The shortened time to a species-specific diagnosis in these cases is actually even greater, Dr. Patterson says, “as these are times to a positive Gram stain on a culture rather than the complete species identification.”

“We have thousands of patients now on whom we’ve done this and this is a preliminary look at a few,” he says. The potential positive outcomes from use of MDW, in addition to an earlier, more appropriate treatment course, include an improvement in care through a shorter length of stay and fewer “bounce back” patients.

Based on the experience so far, Dr. Patterson reports that the hospitalists want to bring on MDW hospitalwide. That is the plan now. “We are about to go ahead and open MDW whole-house.” The laboratory has opted to stay with 20 as the cutoff value. “We thought if we were getting too many positives and not enough yield, we could raise it to 21. But that hasn’t turned out to be necessary.”

Ahead lies a potential expansion of the diagnostic algorithm. One possibility is use of technology from MeMed, maker of host immune response diagnostics. In a recent presentation to Dr. Patterson’s laboratory, “the company reported going through thousands of inflammatory markers like procalcitonin to come up with a group of markers that might help physicians decide if somebody does have a bacterial infection. And they have identified three of them, including tissue necrosis factor-related apoptosis-inducing ligand, interferon-gamma release assay, and C-reactive protein. I’d like to validate it and see how it works in our hands, but it’s potentially interesting.”
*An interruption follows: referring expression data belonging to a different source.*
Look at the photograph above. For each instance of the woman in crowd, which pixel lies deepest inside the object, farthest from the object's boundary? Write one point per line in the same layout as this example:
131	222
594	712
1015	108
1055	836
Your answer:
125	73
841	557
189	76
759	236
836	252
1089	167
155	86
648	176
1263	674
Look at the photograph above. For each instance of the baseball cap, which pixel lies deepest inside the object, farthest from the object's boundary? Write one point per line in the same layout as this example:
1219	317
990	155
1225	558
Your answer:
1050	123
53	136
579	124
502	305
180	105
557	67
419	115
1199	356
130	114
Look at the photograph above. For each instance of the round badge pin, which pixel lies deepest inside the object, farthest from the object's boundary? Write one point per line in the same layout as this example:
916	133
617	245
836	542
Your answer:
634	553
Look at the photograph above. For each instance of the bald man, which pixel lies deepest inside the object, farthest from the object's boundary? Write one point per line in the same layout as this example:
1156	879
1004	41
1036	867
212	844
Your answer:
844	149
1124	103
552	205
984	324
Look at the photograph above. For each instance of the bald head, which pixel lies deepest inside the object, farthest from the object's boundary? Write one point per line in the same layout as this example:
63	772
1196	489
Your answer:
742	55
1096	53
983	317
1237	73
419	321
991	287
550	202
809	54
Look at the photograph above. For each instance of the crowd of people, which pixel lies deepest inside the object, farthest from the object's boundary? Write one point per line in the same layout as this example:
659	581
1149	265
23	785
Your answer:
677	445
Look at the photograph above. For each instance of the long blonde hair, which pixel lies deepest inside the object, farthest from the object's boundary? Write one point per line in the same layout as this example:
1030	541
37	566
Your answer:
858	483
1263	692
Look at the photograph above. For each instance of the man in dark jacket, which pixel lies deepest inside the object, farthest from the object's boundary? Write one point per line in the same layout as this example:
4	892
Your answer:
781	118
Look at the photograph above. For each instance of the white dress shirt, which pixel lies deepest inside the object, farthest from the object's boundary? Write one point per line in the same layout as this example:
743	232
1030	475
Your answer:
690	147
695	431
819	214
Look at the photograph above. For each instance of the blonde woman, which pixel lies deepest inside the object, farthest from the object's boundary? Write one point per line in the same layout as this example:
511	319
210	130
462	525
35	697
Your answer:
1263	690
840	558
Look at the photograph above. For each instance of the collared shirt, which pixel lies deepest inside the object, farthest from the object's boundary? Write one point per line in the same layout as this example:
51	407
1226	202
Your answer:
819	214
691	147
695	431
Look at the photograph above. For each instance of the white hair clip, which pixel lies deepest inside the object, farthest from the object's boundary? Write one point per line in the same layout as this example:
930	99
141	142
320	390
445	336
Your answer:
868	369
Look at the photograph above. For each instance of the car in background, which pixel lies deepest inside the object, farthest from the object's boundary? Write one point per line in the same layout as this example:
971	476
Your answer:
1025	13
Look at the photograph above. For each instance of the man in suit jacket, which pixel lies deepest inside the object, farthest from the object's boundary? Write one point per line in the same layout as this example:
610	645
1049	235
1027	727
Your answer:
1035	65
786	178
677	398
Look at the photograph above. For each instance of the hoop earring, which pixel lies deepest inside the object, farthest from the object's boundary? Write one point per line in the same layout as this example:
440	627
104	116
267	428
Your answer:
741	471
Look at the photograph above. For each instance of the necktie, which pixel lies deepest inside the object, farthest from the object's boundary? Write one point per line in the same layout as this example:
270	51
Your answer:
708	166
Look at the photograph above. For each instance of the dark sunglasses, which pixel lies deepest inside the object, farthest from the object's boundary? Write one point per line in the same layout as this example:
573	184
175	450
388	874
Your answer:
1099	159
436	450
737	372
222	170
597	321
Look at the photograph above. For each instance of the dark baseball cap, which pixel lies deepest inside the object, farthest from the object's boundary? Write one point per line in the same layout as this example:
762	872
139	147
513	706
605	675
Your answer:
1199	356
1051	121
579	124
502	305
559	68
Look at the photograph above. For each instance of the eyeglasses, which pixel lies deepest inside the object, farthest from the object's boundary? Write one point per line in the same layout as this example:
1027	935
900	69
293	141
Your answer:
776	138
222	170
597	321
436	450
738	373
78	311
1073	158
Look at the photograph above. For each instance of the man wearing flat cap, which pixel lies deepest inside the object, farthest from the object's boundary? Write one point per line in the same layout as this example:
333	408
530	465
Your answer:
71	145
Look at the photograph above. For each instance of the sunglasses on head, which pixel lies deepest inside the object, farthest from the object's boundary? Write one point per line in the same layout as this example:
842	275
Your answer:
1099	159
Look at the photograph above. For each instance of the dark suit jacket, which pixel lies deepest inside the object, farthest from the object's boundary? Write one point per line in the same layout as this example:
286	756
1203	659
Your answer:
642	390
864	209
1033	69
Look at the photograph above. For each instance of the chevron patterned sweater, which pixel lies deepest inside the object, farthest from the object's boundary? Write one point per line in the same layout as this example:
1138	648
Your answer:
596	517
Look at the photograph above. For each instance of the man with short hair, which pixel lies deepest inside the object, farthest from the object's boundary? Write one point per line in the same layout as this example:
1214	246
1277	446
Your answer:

Also interesting is discovering what the cause of sepsis is, Beckman CMO Dr. Vucetic says. “We have collaborated and partnered with other companies that are differentiating between bacterial and viral infection as they develop what’s important in diagnosis.”

The standard tests used to assess sepsis risk are valuable, Dr. Patterson says. “When your white cell count goes up, your other inflammatory markers go up. It seems that when there is an infection, it causes activation of the monocytes that are already circulating in the body. So it doesn’t require a bone marrow response.” Sometimes lactate and procalcitonin are normal when they’re checked, but the MDW may not be. “We’ve even had cases where the white count was normal and everything else was normal except the MDW was high.”

Research has shown a gap, he says, between the sensitivity of MDW and that of inflammatory markers like lactate. The 2019 study by Crouser, et al. (Crit Care Med. 2019;47[8]:1018–1025), found a sensitivity of 0.75 for WBC, 0.79 for MDW, and 0.85 for MDW and WBC combined, while lactate sensitivity was 0.59. “Choosing the MDW gives you the largest yield in terms of detection,” Dr. Patterson says of the findings.

As to cost, the T2 is reimbursable, “but it does cost a bit more to run than you get reimbursed, for some unknown reason,” he says. “That’s another reason to try to limit it. You don’t want to do it on everyone.”

Beckman Coulter’s MDW parameter is used more widely in Europe than in the United States. It takes time to build awareness of a new parameter in laboratories and clinics, says Beckman’s Jeff Tarmy. And laboratories need a Beckman instrument to use MDW. Even for those with the instrument, “there is a significant time commitment that goes into researching, validating, and rolling out new tests. This can be a meaningful hurdle for labs that are already challenged with staffing shortages and tightening financial resources.”

“But MDW is a great tool that can overcome this legacy of poor adoption because it doesn’t need a discrete physician order to be reported and Beckman Coulter is equipped and experienced to support the clinical implementation of MDW,” Tarmy says. He says more than 300 sites in North America are using MDW.

The company continues to drive awareness and adoption of the parameter, Tarmy says. He agrees with the business analysts who project a significant increase in the sepsis diagnostics market over the next 10 years. Beckman will continue to expand its menu of tests, he says, and believes MDW has a big role to play in diagnosing and managing sepsis. The company’s objective is to expand the CBC’s value. “We believe there’s more clinical data available in the CBC, the most prescribed diagnostic we have. That is where we look at novel biomarkers,” he says.

Anne Paxton is a writer and attorney in Seattle.